On Wednesday, 29 May 2019 at 22:31:57 UTC, Laeeth Isharc wrote:
> On Wednesday, 29 May 2019 at 18:26:46 UTC, Andre Pany wrote:
>> On Wednesday, 29 May 2019 at 18:00:02 UTC, Prateek Nayak wrote:
>>> [...]
>>
>> The outlook looks really great. CSV as a starting point is 
>> good. I am not sure wheter adding a second text format like 
>> json brings real value.
>> Text formats have 2 disadvantages, string to number and vise 
>> versa slows down loading and saving files. If I remember 
>> correctly saving a file as CSV needed around 50 seconds while 
>> saving the same data as binary file (Parquet) took 3 seconds.
>> Second issue is the file size. A CSV with a size of 580 MB has 
>> a size of 280 MB while saving as e.g. Parquet file.
>>
>> The file size isn't an issue on your local file system but it 
>> is a big issue while storing these file in the cloud e.g. 
>> Amazon S3. The file size will cause longer transfer times.
>>
>> Adding a packed binary format would be great, if possible.
>>
>> Kind regards
>> Andre
>
> Interoperability with pandas would be important in our use 
> case, and I think probably for quite a few others.  So yes I 
> agree that it's not ideal to use JSON but lots of things are 
> not ideal.  And I think people use JSON, msgpack and hdf5 for 
> interop with pandas.  CSV is more complicated in practice than 
> one might initially think.  Finally of course Excel interop.
>
> It's not my cup of tea but gzipped JSON is quite compact...
>
> I have a little streaming msgpack to our own Variable type 
> deserialiser (it can store a primitive or a variant).  It's not 
> long and I could share that.
>
> I don't think the initial dataframe needs to have all this 
> stuff in it from day one necessarily.
>
> It's worth reusing another JSON implementation.  Since you work 
> with Ilya - asdf isn't bad and quite fast though the error 
> messages leave something to be desired.
>
> You might see John Colvin repo from his talk on nogc map, 
> filter,fold etc.  He didn't do chunkBy yet.

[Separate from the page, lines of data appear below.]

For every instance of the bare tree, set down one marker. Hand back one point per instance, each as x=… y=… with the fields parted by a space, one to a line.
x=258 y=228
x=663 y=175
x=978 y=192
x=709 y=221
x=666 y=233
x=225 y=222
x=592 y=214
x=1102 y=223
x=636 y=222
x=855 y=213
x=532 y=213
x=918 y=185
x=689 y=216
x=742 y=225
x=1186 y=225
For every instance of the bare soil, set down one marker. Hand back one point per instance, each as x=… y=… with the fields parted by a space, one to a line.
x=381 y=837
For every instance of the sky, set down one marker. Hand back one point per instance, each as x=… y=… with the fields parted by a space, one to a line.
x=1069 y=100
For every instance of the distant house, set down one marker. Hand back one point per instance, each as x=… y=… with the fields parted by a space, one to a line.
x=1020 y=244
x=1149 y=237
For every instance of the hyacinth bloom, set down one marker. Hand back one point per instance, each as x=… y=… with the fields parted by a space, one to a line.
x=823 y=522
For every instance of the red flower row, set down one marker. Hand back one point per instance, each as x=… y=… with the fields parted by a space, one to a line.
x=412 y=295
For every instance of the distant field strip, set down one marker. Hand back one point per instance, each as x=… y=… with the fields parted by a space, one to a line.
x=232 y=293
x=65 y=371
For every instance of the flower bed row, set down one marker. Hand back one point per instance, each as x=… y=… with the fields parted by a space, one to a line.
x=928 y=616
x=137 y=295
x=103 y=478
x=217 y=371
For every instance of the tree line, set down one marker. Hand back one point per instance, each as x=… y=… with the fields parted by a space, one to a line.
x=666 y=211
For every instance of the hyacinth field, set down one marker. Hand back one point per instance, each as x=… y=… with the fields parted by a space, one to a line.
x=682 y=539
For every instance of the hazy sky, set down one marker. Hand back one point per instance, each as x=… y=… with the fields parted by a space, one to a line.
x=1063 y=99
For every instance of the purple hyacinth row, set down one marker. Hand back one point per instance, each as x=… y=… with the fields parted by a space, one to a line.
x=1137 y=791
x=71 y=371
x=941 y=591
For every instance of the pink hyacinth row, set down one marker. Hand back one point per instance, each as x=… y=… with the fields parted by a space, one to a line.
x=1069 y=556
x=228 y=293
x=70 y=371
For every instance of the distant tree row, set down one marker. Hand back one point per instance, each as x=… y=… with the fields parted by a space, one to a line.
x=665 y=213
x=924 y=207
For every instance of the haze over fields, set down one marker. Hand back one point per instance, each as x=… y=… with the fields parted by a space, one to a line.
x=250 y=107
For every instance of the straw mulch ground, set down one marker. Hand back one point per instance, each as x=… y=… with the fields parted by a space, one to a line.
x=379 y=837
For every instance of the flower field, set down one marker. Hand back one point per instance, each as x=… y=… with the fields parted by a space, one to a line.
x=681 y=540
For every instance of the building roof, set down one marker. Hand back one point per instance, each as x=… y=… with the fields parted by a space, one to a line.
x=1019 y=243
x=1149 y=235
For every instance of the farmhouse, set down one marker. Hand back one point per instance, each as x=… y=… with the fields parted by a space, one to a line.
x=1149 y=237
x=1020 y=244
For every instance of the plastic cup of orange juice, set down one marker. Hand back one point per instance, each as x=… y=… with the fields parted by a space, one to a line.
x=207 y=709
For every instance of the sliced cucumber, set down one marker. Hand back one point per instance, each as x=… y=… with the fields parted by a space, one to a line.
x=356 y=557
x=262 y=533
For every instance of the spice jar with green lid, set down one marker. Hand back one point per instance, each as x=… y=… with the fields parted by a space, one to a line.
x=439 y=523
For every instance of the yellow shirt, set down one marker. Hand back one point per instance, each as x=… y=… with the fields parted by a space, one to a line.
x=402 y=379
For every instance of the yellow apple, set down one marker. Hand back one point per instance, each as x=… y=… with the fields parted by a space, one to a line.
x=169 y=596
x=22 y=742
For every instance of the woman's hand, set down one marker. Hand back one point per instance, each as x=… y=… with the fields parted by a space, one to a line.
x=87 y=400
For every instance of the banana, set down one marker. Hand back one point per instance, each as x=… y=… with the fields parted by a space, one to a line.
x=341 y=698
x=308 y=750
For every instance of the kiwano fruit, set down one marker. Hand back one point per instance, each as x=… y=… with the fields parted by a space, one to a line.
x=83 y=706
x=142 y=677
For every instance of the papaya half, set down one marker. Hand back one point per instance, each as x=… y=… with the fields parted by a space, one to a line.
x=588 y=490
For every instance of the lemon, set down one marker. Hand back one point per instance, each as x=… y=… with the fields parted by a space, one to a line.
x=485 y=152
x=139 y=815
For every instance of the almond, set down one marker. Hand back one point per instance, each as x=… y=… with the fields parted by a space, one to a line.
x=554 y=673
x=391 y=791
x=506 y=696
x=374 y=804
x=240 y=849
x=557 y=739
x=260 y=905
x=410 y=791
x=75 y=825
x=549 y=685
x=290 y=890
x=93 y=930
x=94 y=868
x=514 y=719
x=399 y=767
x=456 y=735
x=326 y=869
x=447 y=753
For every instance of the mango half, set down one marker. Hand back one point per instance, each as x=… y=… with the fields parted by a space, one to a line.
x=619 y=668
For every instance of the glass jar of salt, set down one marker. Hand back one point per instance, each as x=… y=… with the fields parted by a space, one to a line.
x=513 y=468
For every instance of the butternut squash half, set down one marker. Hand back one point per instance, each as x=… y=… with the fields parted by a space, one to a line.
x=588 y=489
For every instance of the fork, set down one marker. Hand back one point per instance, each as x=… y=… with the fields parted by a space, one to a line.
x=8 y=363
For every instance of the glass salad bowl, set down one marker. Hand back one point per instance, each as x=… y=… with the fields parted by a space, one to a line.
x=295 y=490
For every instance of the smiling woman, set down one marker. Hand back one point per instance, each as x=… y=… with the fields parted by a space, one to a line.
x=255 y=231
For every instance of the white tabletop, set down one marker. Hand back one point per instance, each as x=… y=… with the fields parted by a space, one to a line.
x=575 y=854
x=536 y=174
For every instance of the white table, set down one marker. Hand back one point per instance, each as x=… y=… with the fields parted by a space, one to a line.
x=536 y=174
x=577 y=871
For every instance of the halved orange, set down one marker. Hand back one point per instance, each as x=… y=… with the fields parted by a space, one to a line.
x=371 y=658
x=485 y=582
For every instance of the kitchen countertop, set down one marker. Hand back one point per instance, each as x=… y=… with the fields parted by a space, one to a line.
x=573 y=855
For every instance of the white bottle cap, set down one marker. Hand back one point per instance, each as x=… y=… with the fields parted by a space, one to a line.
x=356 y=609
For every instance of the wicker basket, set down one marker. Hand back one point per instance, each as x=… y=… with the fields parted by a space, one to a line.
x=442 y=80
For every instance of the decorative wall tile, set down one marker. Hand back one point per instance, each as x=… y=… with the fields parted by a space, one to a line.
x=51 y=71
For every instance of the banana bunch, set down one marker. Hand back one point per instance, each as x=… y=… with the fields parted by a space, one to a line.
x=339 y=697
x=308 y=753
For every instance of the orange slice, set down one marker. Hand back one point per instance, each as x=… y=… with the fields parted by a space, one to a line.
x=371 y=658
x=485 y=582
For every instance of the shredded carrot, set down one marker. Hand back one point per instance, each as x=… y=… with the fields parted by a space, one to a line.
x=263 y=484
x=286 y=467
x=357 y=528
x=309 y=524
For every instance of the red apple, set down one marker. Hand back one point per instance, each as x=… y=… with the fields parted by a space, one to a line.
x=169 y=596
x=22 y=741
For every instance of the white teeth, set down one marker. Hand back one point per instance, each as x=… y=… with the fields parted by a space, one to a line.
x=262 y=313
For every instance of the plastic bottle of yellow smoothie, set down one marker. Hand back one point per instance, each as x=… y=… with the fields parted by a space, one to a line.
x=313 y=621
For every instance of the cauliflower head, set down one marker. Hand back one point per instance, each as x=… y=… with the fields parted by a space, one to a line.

Interop is important and I see many binary format being suggested 
as a way of interop.
Pandas I/O tools cover some of the popular formats: 
https://pandas.pydata.org/pandas-docs/stable/user_guide/io.html

Apache Arrow was something new that I hadn't heard of before. 
I'll look into it but then again I couldn't find any way to 
integrate it with D right away.

I would love to hear which binary format does the community want 
to be added as a way of interop in the future.